Camelthorn Urbock received a bronze medal in the category for Amber Malty European Lager at the 2022 African Beer Cup competition.
Our Windhoek trademark won gold in two categories at the 2022 Brand Africa Awards –
• most Admired Alcohol Beverage Brand in Namibia; and
• most Admired Namibian Brand in the Alcohol Beverage category.
NBL Finance Director Waldemar von Lieres: “NBL’s performance for the 2022 financial year period was very encouraging despite a challenging operating environment. Beer volumes in Namibia declined due to COVID-19 restrictions early in the financial year and changes in consumers’ behaviour during the year. Overall margin percentages were lower due to the significant increase in South African volumes, which affected the mix of products sold, as well as the extraordinary cost increases that have impacted businesses worldwide. Heineken South Africa volumes for the year were very encouraging, which resulted in royalties for NBL increasing by 35% to N$147 million, while the equity loss from associate turned positive, delivering N$57 million equity income for the period.”

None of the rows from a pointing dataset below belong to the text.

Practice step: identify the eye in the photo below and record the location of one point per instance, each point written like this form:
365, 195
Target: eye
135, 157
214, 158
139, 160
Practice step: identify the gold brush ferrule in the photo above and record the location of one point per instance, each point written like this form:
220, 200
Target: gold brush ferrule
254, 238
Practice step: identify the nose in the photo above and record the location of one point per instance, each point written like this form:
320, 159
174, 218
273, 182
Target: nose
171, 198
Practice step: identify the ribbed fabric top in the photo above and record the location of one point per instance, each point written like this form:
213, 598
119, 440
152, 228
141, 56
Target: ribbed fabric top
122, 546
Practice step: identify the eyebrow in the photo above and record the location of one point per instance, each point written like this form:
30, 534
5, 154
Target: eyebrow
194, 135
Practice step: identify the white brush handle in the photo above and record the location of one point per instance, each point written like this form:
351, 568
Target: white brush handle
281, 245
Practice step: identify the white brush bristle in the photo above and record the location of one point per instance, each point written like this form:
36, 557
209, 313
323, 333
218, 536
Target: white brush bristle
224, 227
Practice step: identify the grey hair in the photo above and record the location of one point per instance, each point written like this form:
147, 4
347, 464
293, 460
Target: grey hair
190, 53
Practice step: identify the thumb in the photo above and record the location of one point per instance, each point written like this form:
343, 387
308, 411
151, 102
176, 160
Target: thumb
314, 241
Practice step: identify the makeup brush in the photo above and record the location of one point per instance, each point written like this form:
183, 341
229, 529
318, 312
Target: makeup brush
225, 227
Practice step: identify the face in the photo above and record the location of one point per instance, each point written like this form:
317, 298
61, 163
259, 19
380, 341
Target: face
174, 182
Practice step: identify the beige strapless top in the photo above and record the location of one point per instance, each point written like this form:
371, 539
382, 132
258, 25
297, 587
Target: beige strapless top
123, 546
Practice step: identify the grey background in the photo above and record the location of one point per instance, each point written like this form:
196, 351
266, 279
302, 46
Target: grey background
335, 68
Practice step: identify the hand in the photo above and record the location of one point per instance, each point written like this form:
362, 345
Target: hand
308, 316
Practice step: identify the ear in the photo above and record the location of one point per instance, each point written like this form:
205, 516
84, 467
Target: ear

Wenk concluded: “NBL continues to be well-positioned to meet a volatile demand curve in production volumes to South Africa, where our Windhoek brand has significant opportunity for growth. NBL will continue to focus on further growing our brands both locally and beyond our borders while innovating into new liquids based on consumer preferences and demand. Trade execution, cost management and operational efficiencies will remain a core focus for the future. The next year will see significant investment in upgrading and expanding our production facilities to be ready for future growth and demand.
We will continue future-proofing our business by upskilling our people and staying ahead of the curve by driving digital transformation in all aspects of the business. This includes further expanding our online storefront to expose customers to a wider variety of products and promotions.
Although local trading conditions and global events will continue to impact our business in F23, NBL continues to be resilient, and we remain committed to finding every growth opportunity possible while appreciating our role as an industry leader towards responsible and safe behaviour.